ENTYVIO is not recommended in patients with active, severe infections until the infections are controlled. Consider withholding treatment in patients who develop a severe infection while on treatment with ENTYVIO. Exercise caution when considering the use of ENTYVIO in patients with a history of recurring severe infections. Consider screening for tuberculosis (TB) according to the local practice. For progressive multifocal leukoencephalopathy (PML), [see Warnings and Precautions (5.3)].

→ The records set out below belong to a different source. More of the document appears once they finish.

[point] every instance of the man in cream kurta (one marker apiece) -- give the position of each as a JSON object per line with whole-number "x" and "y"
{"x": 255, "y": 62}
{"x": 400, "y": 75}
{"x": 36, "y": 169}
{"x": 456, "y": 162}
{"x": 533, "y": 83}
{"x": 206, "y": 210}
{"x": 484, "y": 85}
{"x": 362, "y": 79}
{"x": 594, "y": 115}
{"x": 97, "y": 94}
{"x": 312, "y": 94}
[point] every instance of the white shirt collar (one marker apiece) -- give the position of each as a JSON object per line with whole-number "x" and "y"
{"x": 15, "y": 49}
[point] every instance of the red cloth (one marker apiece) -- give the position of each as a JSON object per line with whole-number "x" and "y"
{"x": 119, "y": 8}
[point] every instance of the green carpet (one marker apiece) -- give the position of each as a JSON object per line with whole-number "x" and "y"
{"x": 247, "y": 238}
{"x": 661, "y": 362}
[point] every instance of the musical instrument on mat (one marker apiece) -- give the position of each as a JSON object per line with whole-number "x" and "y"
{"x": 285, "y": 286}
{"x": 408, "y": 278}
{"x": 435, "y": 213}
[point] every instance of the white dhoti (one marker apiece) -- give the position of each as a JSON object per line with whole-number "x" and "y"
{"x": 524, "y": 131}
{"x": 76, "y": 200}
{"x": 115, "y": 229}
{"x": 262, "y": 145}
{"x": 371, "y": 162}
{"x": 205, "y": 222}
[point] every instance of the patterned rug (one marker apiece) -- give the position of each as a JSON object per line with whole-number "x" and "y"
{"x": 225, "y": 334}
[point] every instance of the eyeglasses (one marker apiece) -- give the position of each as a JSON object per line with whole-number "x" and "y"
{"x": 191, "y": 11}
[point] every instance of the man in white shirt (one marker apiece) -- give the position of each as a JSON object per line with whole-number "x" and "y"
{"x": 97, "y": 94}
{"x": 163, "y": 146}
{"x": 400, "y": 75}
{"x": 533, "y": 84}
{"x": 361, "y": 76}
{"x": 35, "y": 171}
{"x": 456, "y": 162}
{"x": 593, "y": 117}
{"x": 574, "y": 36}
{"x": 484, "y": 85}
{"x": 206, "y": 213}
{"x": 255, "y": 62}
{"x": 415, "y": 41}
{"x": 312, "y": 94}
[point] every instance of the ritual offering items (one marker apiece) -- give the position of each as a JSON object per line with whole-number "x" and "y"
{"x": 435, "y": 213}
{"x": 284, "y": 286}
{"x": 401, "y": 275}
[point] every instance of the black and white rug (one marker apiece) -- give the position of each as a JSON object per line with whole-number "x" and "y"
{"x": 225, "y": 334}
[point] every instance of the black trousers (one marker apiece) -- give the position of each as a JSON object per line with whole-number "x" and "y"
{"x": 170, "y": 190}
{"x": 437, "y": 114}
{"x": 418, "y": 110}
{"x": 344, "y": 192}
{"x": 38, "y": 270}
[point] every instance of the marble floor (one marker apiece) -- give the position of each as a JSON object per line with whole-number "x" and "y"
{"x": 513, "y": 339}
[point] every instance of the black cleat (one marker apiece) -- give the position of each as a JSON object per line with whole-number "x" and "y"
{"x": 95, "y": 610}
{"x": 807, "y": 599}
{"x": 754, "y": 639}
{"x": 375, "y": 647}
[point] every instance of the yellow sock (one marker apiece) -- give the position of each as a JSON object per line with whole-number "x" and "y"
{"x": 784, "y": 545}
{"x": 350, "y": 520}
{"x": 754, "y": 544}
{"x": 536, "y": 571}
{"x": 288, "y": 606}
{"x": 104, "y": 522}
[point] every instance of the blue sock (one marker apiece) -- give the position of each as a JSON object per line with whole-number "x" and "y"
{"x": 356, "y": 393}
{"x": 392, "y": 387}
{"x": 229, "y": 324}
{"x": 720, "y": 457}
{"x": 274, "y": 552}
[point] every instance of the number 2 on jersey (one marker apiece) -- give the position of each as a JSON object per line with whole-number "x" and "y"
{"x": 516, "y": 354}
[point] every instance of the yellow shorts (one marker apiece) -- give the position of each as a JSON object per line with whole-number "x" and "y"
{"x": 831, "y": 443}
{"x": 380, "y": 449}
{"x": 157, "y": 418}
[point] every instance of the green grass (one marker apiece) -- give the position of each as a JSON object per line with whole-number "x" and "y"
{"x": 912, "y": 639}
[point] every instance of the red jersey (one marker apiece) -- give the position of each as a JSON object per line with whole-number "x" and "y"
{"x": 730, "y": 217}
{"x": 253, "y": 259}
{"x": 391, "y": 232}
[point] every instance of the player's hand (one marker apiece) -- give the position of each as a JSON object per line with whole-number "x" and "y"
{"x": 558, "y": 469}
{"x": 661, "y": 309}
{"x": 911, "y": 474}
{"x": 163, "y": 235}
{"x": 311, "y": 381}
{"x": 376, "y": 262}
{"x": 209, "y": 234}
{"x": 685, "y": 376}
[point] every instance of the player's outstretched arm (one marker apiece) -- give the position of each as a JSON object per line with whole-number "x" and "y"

Progressive Multifocal Leukoencephalopathy
PML, a rare and often fatal opportunistic infection of the central nervous system (CNS), has been reported with systemic immunosuppressants, including another integrin receptor antagonist. PML is caused by the John Cunningham (JC) virus and typically only occurs in patients who are immunocompromised. One case of PML in an ENTYVIO-treated patient with multiple contributory factors has been reported in the postmarketing setting (e.g., human immunodeficiency virus [HIV] infection with a CD4 count of 300 cells/mm3 and prior and concomitant immunosuppression). Although unlikely, a risk of PML cannot be ruled out.
Monitor patients on ENTYVIO for any new onset, or worsening, of neurological signs and symptoms. Typical signs and symptoms associated with PML are diverse, progress over days to weeks, and include progressive weakness on one side of the body or clumsiness of limbs, disturbance of vision, and changes in thinking, memory, and orientation leading to confusion and personality changes. The progression of deficits usually leads to death or severe disability over weeks or months. If PML is suspected, withhold dosing with ENTYVIO and refer to a neurologist; if confirmed, discontinue dosing permanently.
Liver Injury
There have been reports of elevations of transaminase and/or bilirubin in patients receiving ENTYVIO. In general, the combination of transaminase elevations and elevated bilirubin without evidence of obstruction is generally recognized as an important predictor of severe liver injury that may lead to death or the need for a liver transplant in some patients. ENTYVIO should be discontinued in patients with jaundice or other evidence of significant liver injury [see Adverse Reactions (6.1)].
Live and Oral Vaccines
Prior to initiating treatment with ENTYVIO, all patients should be brought up to date with all immunizations according to current immunization guidelines [see Dosage and Administration (2.1)]. Patients receiving ENTYVIO may receive non-live vaccines (e.g., influenza vaccine injection) and may receive live vaccines if the benefits outweigh the risks. There are no data on the secondary transmission of infection by live vaccines in patients receiving ENTYVIO [see Adverse Reactions (6.1)].